Once that happens, Shorter says, the issue of performance-enhancing drugs boils down to one of free will. It is an individual athlete's right to do what he pleases with his body -- inject steroids, sleep in an oxygen tent, drip EPO into his veins until his blood freezes in place, or simply push himself cleanly until he drops, exhausted. But when he is forced to do something that he would not ordinarily do because the man next to him is doing it and now he must, too, just to keep up -- that's when the athlete has lost control over his own body.

This spring, Shorter was named chairman of the new United States Anti-Doping Agency. Beginning October 2, the day after the summer Olympic Games in Sydney end, the agency will assume responsibility for all sports drug testing within the country. (At the same time, a related organization, the World Anti-Doping Agency, will become responsible for all doping matters involving the Olympics, a function previously -- and disastrously -- handled by the International Olympic Committee.)

The USADA also plans to spend $2 million a year on research -- an attempt to keep up with the newest doping and masking methods being used by coaches, trainers and athletes. "The drug issue was always viewed by the IOC as a public-relations problem, not as a drug problem," Shorter says. "Now that it's being viewed as a drug problem, it needs to be attacked as one."

On a personal note, Shorter has also pushed for samples of each athlete's urine and blood to be frozen in perpetuity. That way, when new testing methods are developed, former winners -- even dead ones -- could be retested to verify that they won cleanly. He says the move would deter potential cheaters by making them constantly confront their past. Waldemar Cierpinski, who reportedly runs an athletic-apparel store in Germany, has avoided commenting on the recovered Stasi files. But that would be hard to do if his blood were frozen in a vial in Switzerland someplace waiting to be thawed for a steroid test.

Despite the reforms, however, there is a serious concern that the new anti-doping agencies -- however well-intentioned -- are far too little and much too late. "There is a gross epidemic of drugs in elite sports," says Charles Yesalis, a professor of epidemiology at Pennsylvania State University, an expert on Olympic doping and the author of a forthcoming book, Anabolic Steroids in Sport and Exercise (Human Kinetics Press).
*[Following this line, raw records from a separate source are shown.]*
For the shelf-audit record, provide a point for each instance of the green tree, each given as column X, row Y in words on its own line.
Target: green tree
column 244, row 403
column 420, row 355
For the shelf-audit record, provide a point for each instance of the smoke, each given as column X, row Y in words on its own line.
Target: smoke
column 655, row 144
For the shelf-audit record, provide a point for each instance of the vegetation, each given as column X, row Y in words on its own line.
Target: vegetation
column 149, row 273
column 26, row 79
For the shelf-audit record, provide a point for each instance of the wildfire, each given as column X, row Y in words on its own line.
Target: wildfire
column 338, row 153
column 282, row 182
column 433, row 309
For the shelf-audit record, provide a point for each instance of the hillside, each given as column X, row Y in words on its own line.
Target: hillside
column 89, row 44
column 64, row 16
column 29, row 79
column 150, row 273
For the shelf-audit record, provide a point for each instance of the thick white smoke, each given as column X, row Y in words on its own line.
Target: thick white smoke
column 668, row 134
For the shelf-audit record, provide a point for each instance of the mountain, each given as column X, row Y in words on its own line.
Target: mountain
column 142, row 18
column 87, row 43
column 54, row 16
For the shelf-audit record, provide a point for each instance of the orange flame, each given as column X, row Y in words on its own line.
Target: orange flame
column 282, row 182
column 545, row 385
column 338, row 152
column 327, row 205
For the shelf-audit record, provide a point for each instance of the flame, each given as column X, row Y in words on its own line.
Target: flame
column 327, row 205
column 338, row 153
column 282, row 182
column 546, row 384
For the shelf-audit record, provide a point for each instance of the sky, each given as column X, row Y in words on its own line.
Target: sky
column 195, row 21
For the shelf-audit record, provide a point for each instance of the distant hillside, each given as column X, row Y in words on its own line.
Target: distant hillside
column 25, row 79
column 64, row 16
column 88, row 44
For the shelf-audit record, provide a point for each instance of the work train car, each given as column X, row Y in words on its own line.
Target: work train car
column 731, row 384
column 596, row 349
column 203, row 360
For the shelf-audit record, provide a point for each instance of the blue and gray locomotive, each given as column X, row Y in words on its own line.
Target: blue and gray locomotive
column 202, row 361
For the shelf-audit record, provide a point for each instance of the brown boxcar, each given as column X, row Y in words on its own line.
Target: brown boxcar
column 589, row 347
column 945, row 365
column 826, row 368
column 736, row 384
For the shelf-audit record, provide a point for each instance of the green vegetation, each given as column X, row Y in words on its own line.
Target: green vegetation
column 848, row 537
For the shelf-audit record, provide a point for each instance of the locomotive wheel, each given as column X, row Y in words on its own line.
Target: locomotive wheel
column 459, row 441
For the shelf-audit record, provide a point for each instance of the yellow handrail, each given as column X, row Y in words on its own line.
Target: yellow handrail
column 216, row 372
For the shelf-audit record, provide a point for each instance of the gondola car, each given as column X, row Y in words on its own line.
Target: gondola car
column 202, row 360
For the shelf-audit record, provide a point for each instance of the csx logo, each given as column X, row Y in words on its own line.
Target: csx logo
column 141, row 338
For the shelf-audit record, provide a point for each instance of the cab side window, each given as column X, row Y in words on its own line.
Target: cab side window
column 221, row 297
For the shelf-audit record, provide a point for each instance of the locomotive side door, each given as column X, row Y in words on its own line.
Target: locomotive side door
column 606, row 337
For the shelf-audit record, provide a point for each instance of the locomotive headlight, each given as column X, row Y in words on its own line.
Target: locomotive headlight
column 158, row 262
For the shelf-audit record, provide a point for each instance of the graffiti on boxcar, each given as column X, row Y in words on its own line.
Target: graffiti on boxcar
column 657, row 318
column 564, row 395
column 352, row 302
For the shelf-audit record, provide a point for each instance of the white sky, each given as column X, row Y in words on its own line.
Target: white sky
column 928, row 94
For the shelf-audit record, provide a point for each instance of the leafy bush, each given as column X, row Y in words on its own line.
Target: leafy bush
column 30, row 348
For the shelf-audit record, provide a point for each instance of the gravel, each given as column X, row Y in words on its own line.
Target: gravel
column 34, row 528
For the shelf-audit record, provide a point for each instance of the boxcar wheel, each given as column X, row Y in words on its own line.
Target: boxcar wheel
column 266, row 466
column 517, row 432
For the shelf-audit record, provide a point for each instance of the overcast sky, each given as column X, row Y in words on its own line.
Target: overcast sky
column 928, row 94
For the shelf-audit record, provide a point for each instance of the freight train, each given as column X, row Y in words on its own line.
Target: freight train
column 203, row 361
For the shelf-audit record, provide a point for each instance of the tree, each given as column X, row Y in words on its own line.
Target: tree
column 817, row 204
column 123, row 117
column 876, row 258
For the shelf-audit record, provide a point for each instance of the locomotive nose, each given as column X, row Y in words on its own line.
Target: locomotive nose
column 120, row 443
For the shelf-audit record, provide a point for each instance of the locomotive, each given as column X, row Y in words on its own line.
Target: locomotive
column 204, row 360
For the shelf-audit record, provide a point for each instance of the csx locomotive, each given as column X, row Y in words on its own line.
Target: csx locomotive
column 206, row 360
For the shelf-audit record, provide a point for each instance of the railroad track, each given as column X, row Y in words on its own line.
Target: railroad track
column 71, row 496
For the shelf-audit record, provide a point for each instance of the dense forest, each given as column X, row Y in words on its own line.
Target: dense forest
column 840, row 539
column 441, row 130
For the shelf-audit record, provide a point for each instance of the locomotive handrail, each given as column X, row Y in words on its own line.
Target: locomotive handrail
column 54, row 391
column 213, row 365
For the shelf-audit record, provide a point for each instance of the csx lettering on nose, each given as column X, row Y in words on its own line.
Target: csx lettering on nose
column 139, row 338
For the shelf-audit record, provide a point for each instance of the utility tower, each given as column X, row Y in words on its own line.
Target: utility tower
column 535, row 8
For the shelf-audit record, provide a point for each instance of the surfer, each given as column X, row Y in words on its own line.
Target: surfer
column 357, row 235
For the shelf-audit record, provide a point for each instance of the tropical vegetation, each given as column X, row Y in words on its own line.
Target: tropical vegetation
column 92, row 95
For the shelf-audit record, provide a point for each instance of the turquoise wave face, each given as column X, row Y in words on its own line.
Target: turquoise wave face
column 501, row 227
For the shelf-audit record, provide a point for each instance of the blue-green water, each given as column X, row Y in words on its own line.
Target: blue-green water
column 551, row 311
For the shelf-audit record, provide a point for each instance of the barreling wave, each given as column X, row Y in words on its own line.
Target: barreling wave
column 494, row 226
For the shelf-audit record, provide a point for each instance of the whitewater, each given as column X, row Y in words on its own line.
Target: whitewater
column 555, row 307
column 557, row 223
He says that not only will it be difficult to eradicate all drug use among current athletes -- Yesalis calls the USADA's $2 million annual research budget "chump change" -- but reformers will be swimming against a stiff tide to prevent future use, as well. That's because the people who pay for the events have become addicted to extraordinary athletic performances -- performances that, in turn, have become dependent on drugs.

"Would NBC have spent billions of dollars on broadcasting the Olympics from Atlanta if it knew the announcer would end up saying, Ladies and gentlemen, Michael Johnson has just posted the 154th best time ever in the 200 meters!'?" Yesalis asks. "Of course not. Drugs have created bigger-than-life athletes doing bigger-than-life things."